А перед Степаном Егорычем возвышалась колоннообразная фигура Галины Владимировны.

— Не любишь ты меня, Люба, не любишь, — хныкал Федор Иванович. — Чужой я вам… чужой и есть…

— Ты ж сам говорил, любовь — дело наживное! — отвечала Люба, и вдруг голос ее сникал и она просила: — Не надо, Федя… Я и так на заводе устала, голова кругом идет… Ты прямо как дитя малое обижаешься… Сходи лучше в магазин, я хлеба забыла купить…

Федор Иванович выходил на кухню, видел Галину Владимировну, Степана Егорыча, и лицо его сразу делалось мрачным и грозным:

— Моему египетскому терпению конец может прийти! — обернувшись к двери, кричал он.

— Здравствуй, Степан Егорыч, — бурчал он соседу и шел через кухню к парадной двери.

— Привет, привет… — бормотал Степан Егорыч и поднимался тяжело, гасил в умывальнике окурок, бросал его в мусорное ведро.

В кухню выглядывала девочка Элеонора, пухленькая, с тугими косичками.

— Мама, я все гаммы выучила! — тоненьким голосом кричала она.

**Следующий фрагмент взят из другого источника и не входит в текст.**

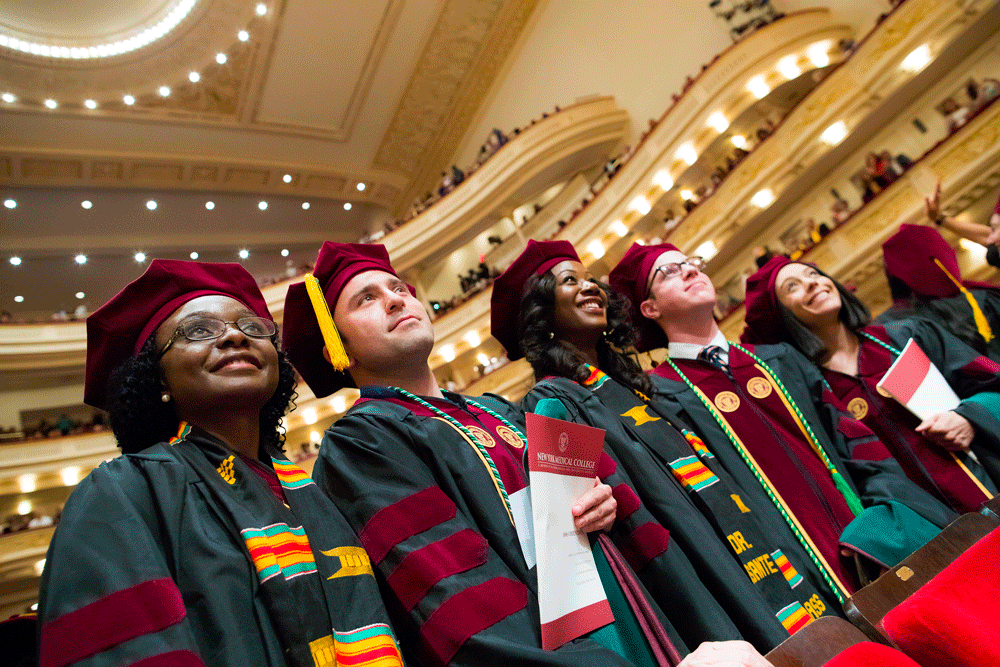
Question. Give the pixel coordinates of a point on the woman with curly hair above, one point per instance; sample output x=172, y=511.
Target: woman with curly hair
x=203, y=544
x=575, y=331
x=800, y=304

— Скажи папе, пусть он тебе книжку почитает. Про Конька-горбунка. Я сейчас приду, — не оборачиваясь, отвечала Галина Владимировна.

Степан Егорыч гладил девочку по голове и шел к себе в комнату. Деревянный протез громко стучал по коридору.

Комнатка у Степана Егорыча была маленькая. Стоял в ней стол под обшарпанной клеенкой, старый диван с высокой спинкой, комод с потемневшим от времени зеркалом. На столе стояла початая бутылка водки, стакан, нехитрая закуска — жареная треска в тарелке, мятные конфеты в кульке. А на полу и на диване были разбросаны карты Европы и Европейской части Советского Союза. Такие карты продавались в магазине Воениздата на Кузнецком мосту. Красными стрелами, большими и маленькими, на таких картах было указано победоносное движение Советской Армии от Москвы до Берлина.

Степан Егорыч долго стоял неподвижно у стола, опустив голову. Потом наливал в стакан водки, выпивал, с хрустом жевал мятную конфетку. Пододвигал к себе стул, садился, наваливаясь локтями на стол. Вдруг вставал, хватал одну из карт, расстилал ее на столе, сдвинув в сторону бутылку и стакан. Хватал карандаш и надолго задумывался, глядя на многочисленные красные стрелы.

— Нет, братцы мои, не туда наступать надо было! Левее брать, в обход Познани… — И Степан Егорыч решительно зачеркивал одну из красных стрел и чертил свою. Рука у него при этом подрагивала от волнения.

Дверь бесшумно открывалась, и на пороге возникал Витька Крохин. Он молча подходил к столу, усаживался на табуретку и зачарованными глазами смотрел на широко развернутую карту.

— Шестнадцатый танковый корпус атакует группировку фрицев с правого фланга, вклинивается в оборону противника и, поддержанный частями триста пятьдесят первой гвардейской стрелковой дивизии, на плечах противника врывается в город…

Все новые и новые самодельные стрелы возникали на карте, сыпались приказы, произносимые голосом, в котором можно было уловить интонации Левитана.

— Форсирование водной преграды производится передовыми частями гвардейской мотострелковой дивизии, плацдарм удерживается в течение двух суток… Двух суток… — Вдруг Степан Егорыч замолкал, отшвыривал карандаш и плюхался на стул, стискивал ладонями виски. — Двое суток… Эх, Витек, за двое суток восемнадцать атак, а? Ты понимаешь, шпингалет, что такое восемнадцать атак за двое суток, а?